São Tomé de Negrelos, 5 de junho de 2041

Um jornal de dezembro de 1987 dava notícia de que “os professores de uma escola acabadinha de estrear descobriram um dia que ela tinha estantes sobre o comprido, a que não atribuíram valor imediato, Mais tarde, descobriram para que servia: para que eles e os alunos arrumassem os esquis”.

Em 1966,  o grupo de trabalho constituído por técnicos do Ministério das Obras Públicas e do Ministério da Educação propôs-se elaborar vários estudos, entre os quais, um projecto para a construção de uma escola primária piloto, que viria a ser erigida em Mem Martins.

O ministério pediu explicação aos países do norte da Europa, que haviam patrocinado a edificação dessa escola: para que serviriam as “estantes com furinhos”, instalados no hall de entrada da escola?

Feita à semelhança das congêneres escandinavas, as estantes destinavam-se à colocação dos bastões de… esquis.
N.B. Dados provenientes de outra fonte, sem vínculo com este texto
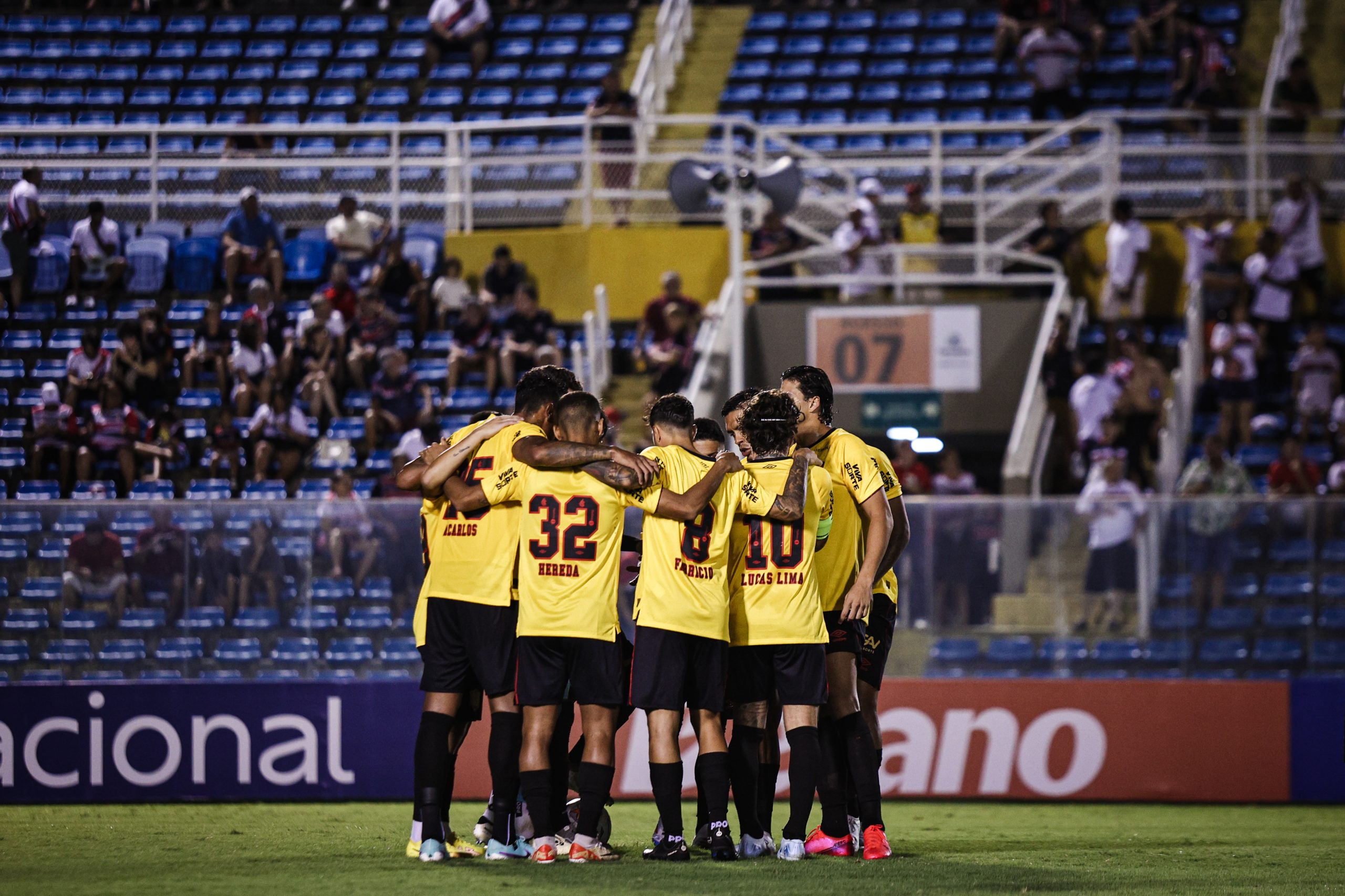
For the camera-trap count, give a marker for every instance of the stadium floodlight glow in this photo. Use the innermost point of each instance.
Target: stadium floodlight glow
(927, 446)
Sugeriam que, em Portugal, os alunos fossem para a escola deslizando na neve os seu esquis. Ridículo!

Uma forte componente financeira esteve na origem do “Projecto Mediterrâneo”. O financeiro e o político viriam a descaraterizar o projeto das escolas de área aberta.

Foram instalados tapumes e paredes, quando os professores se queixavam de ouvir a aula e os gritos dos colegas da sala do lado. A arquitetura apelava ao trabalho em equipe, mas prevalecia a cultura individualista do professor em sala de aula.
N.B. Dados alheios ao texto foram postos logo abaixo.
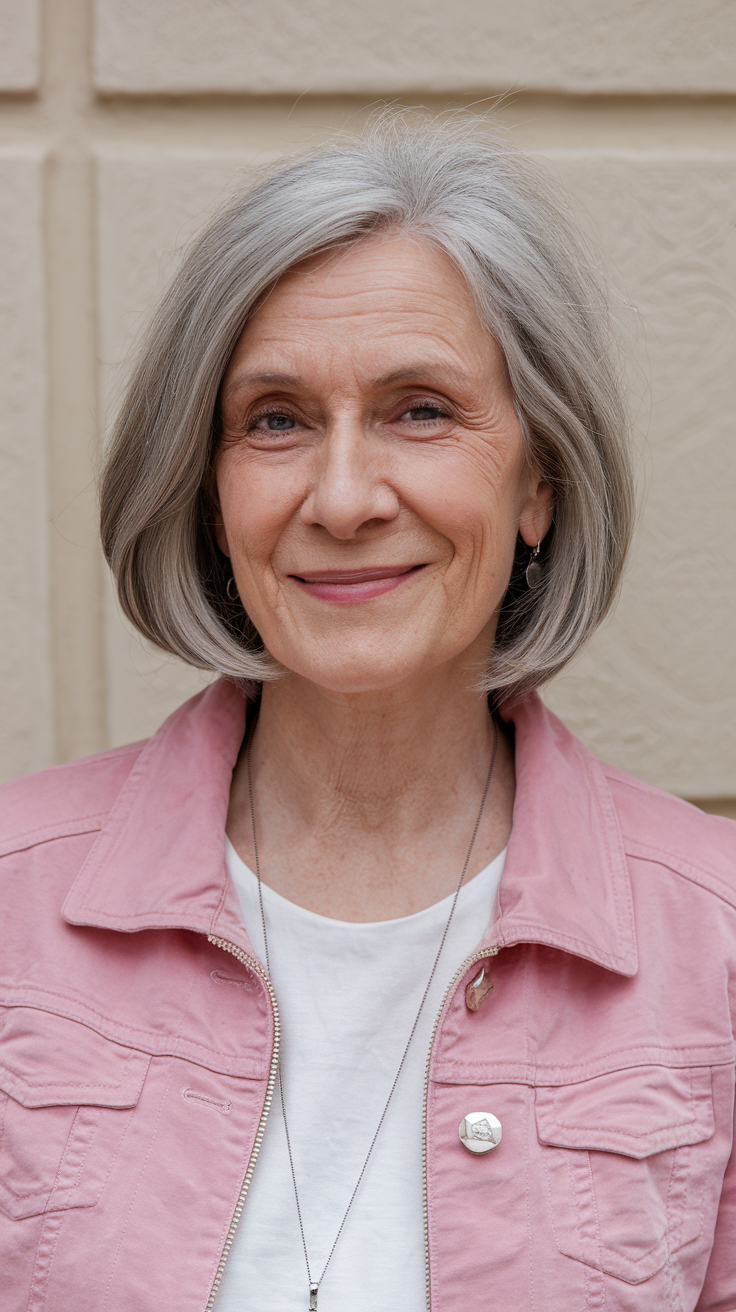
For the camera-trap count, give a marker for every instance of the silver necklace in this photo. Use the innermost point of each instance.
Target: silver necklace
(315, 1285)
O projecto das escolas de área aberta obedecia a alguns princípios. O edifício da escola representava a transição da habitação para a vida pública, tinha em consideração o tamanho da criança e estava aberta ao exterior. O ensino se transformava em aprendizagem por via de atividades em espaços diversificados. Era fomentada a manipulação e criação de objectos, na zona de trabalho, dita “suja”, dotada de pontos de água. Eram organizadas situações como a de trabalho em grupo, prevendo-se a mobilidade do equipamento.
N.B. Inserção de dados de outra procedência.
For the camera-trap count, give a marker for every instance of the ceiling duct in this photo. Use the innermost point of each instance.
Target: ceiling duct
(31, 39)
As refeições eram consideradas atividades educativas, tendo sido suprimida a separação  entre edifício-cantina e edifício-escola. As instalações sanitárias seguiam a mesma lógica, como apoio e momento de educação. A escola funcionava num edifício aberto, num equipamento social de e para toda a comunidade.

Dado que nem todas as atividades podiam ser realizadas no mesmo espaço, eram instalados os chamados “polivalentes”. Ali se realizaram as primeiras reuniões da Assembleia de Escola. Mais tarde, o “polivalente” se mostrou pequeno para albergar os encontros da comunidade, das pessoas, da escola. E as reuniões passaram a realizar-se no edifício do cinema da vila.

Da Europa dita Comunitária chegavam milhões de euros, desperdiçados na construção de prédios de escola, autênticos “elefantes brancos”, mas a que a ignorância atribuía a classificação de “escolas do futuro”. A ambição de políticos e a crença de que escolas eram edifícios deitaram a perder projetos que, se concretizados, mudariam a face da educação.

A escola de área aberta da Ponte – talvez a única não descaraterizada –  foi “despejada”. Políticos manhosos intimidaram professores medrosos, que desrespeitaram a vontade da comunidade e as suas soberanas decisões. O silêncio tomou conta do edifício. Vila das Aves e o bairro da Ponte perderam uma escola.

Em São Tomé se acantonaram as pessoas, se refugiou um projeto, que perdera a causa e o rumo. A Ponte ainda era uma boa escola, mas cadê a inclusão social? Paredes-meias com a uma “escola normal”, com ela não comunicava. Constituíra-se numa ilha de excelência acadêmica socialmente desenraizada.